The afflicted people thou wilt save - Thou hast shown me, by the course of my personal experience, that thou wilt plead the cause of these who are subjected to unmerited wrongs, and deliver all who cry for deliverance in circumstances of suffering and persecution, like me and my followers. But thine eyes are upon the haughty, that thou mayest bring them down - Thou wilt humble the pride and check the presumptuous career of those who, like my enemies, flattered themselves that 'their mountain was standing strong, and that they never would be greatly moved.' 'The particular qualities specified are only given as examples, and might have been exchanged for others without altering the general sense. The form of expression is extremely strong and bold, but scarcely liable to misapprehension even in the last clause of 2 Samuel 22:27. No one is in danger of imagining that God can act perversely even to the most perverse. But the same course of proceeding which would be perverse in itself, or toward a righteous person, when pursued toward a sinner, becomes a mere act of vindicating justice. The resemblance of the last clause of 2 Samuel 22:27 to Leviticus 26:23, makes 'it highly probable that the whole form of this singular dictum was suggested by that passage, the rather as this song abounds in allusions to the Pentateuch, and in imitations of it,' (Professor Alexander on 'Psalms 18:1:')

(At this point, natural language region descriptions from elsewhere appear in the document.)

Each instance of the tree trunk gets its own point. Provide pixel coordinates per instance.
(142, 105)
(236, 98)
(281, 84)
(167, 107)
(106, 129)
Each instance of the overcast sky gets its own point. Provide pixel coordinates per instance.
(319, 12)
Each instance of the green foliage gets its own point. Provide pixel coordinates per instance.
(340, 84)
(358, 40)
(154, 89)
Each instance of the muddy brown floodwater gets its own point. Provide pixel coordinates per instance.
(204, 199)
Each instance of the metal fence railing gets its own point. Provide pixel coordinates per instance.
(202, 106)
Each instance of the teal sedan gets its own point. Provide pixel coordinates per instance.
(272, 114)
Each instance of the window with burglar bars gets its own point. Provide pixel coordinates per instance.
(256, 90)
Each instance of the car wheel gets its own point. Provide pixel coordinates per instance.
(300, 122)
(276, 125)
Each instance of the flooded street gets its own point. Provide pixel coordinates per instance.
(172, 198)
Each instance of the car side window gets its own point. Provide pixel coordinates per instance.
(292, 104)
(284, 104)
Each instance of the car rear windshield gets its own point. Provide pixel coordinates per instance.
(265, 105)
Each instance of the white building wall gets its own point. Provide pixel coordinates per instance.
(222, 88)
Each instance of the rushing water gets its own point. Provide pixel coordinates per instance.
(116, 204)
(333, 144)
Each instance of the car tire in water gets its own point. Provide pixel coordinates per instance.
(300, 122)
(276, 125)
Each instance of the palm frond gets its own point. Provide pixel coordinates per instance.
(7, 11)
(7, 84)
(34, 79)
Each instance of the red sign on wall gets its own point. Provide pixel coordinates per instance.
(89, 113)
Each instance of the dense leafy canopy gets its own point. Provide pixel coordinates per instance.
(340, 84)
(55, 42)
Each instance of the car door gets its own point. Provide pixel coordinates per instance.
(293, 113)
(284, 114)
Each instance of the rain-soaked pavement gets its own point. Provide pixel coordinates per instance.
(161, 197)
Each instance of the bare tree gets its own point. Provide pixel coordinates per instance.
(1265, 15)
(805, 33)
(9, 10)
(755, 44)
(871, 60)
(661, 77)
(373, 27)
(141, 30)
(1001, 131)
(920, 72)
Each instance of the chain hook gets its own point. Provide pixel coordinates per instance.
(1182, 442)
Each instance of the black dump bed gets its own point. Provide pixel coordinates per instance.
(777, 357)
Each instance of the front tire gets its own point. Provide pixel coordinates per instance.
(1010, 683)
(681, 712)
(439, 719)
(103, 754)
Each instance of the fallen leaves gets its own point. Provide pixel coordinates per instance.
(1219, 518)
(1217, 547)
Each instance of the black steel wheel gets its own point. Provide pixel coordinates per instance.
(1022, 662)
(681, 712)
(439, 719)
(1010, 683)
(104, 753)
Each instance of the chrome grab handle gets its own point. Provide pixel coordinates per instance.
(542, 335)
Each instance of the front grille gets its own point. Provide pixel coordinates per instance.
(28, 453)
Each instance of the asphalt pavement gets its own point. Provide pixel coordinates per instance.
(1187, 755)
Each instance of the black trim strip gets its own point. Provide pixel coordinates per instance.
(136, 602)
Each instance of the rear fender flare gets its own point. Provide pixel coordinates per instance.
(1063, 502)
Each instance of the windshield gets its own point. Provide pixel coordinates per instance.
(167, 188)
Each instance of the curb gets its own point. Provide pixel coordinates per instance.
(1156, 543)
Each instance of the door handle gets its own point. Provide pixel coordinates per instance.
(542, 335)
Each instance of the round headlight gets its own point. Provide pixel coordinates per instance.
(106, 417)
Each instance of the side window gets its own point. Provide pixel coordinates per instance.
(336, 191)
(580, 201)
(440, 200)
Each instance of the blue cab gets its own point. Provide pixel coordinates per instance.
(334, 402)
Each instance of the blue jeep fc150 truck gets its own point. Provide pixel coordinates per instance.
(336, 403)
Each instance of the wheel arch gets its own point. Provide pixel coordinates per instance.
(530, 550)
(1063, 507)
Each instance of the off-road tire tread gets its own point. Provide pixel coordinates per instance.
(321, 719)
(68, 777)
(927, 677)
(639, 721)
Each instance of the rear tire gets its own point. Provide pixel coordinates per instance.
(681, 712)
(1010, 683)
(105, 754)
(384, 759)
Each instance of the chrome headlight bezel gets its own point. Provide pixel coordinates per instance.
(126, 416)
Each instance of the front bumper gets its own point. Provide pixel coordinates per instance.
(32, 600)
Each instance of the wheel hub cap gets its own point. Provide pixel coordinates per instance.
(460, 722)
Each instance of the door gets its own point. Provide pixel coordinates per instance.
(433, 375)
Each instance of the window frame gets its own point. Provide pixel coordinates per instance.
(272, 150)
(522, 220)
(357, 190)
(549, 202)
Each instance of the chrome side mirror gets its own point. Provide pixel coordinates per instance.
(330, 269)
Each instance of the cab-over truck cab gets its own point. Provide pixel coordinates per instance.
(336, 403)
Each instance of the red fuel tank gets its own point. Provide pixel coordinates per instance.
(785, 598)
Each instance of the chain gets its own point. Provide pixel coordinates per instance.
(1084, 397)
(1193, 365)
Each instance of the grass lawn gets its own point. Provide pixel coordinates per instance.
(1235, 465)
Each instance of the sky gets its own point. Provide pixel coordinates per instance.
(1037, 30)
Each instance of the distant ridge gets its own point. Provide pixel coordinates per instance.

In the preceding section of the song he describes himself as the humble object, the passive recipient, of the divine goodness and mercy; in this one he appears not as the object only, but also as the instrument of God's benefits. The former portion of the song was occupied exclusively with the dangers and deliverances connected with the Sauline persecution. That on which we are about to enter embraces other instances of deliverance by which his life was marked. The one recorded only tokens of the divine favour personal to himself, the other points to prospective blessings awaiting both him and his posterity.